A simple cooking tip calls for brushing the dough edges with water and pressing firmly to prevent the pastries from opening while baking, ensuring a neat shape and proper cooking.
Ingredients
For the filling:
- 500 g haloumi cheese grated
- 50 g semolina
- 2 egg medium
- 1 tsp ground nutmeg
- 1 tsp mastic finely ground
- 1 tsp mint finely chopped
- 120 g black raisins
- 1 tsp honey
For the dough:
- 80 ml milk lukewarm
- 60 ml water lukewarm
- 1 teaspoon granulated sugar
- 9 g active dry yeast
- 500 g all-purpose flour
- 2 egg medium
- 1 tsp baking powder
- 1 tsp mastic finely ground
- 130 g butter melted
- 1 pinch salt
- 2 egg diluted with a little milk, for egg wash, yolk
- sesame seeds for sprinkling
Instructions
For the filling:
- In a bowl, add the haloumi cheese, semolina, eggs, nutmeg, mastic, mint, black raisins and honey. Mix thoroughly with a spoon. Cover the bowl with cellophane and refrigerate for 4 hours, to allow the filling to thicken.
For the dough:
- In another bowl, add the milk, water, sugar and yeast. Mix with a hand whisk until completely combined and set aside for 5 minutes to allow the yeast to activate.

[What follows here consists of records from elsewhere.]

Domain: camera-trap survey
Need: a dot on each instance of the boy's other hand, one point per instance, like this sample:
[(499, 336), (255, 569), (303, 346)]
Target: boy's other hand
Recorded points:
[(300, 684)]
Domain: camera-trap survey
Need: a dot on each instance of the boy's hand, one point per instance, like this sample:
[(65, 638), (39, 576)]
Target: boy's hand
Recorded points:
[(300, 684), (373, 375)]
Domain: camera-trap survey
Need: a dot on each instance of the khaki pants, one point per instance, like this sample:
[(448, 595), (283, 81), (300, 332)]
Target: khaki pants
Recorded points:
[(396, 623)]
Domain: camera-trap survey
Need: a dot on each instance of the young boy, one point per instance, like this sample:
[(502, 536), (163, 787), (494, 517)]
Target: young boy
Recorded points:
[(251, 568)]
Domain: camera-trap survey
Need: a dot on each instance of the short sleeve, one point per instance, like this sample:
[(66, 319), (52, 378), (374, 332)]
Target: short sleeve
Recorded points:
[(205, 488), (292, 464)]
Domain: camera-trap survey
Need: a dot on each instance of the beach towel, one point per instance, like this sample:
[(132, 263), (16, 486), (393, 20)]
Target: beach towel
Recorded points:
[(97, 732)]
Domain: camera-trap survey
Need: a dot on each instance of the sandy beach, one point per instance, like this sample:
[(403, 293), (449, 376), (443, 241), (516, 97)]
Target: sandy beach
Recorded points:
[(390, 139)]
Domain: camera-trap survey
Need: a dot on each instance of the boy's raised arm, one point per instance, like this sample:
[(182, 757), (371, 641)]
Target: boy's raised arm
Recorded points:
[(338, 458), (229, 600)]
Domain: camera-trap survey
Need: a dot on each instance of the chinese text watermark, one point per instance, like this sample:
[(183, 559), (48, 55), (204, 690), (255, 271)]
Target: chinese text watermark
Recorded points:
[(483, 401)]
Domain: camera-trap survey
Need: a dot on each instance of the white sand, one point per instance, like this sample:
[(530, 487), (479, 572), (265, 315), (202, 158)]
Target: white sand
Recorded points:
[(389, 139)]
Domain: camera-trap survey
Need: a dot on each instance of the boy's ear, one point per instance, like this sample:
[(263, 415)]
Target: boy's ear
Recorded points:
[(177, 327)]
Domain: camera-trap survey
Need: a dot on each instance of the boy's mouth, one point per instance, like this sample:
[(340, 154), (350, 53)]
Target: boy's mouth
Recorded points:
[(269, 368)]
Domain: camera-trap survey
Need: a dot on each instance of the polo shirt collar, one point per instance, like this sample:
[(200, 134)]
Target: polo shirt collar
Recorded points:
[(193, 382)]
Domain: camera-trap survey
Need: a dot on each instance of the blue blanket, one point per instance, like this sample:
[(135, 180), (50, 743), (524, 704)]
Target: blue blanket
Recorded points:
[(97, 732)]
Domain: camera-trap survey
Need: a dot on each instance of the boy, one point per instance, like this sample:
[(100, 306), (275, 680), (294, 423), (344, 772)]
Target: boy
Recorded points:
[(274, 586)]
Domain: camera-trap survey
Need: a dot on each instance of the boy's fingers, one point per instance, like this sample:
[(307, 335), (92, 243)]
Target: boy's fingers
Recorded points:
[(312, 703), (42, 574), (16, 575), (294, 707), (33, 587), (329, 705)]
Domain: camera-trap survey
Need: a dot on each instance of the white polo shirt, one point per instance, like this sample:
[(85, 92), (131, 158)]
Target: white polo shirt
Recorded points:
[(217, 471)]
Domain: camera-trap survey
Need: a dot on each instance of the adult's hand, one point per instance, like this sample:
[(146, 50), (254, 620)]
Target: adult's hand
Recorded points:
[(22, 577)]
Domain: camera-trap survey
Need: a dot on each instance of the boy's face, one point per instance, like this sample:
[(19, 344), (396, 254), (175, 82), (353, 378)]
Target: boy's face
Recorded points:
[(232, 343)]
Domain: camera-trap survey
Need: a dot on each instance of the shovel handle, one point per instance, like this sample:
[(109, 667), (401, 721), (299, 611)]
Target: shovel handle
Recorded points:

- In a mixer bowl, add the flour, eggs, baking powder, mastic, butter, salt and yeast mixture. Beat on medium speed, using the hook attachment, until you create a smooth dough.
- Transfer the dough to a bowl dusted with flour. Cover the bowl with cellophane wrap and set it aside to rise for 1 hour.
- Preheat the oven to 200° C/ 390 °F, fan.
For the Flaounes:
- When the filling is ready, remove from the refrigerator and divide into 12 equal sized pieces. Shape into round balls and transfer to a plate.
- Divide the dough into 12 equal sized pieces. Shape into round balls and transfer to a plate or a baking pan. Cover with a wet towel so they don’t dry out.
- Place a ball of dough on a work surface dusted with flour. Roll out the dough into a circle 15 cm / 6 inches in diameter.
- Brush the dough with some water and place a ball of filling in the center of the circle. Fold the edges inward from the bottom, top and two sides up to the ball of filling, creating a square. Press down on the edges to secure them.
- Transfer to a baking pan lined with parchment paper. Repeat the same process for the remaining ingredients.
- Brush the edges with the egg wash and sprinkle with sesame seeds. Bake for 25-30 minutes, until golden.
- When ready, remove from the oven and allow them to cool a little before serving.
Notes
- Brush the pastry edges with water and press firmly to seal, preventing them from opening during baking.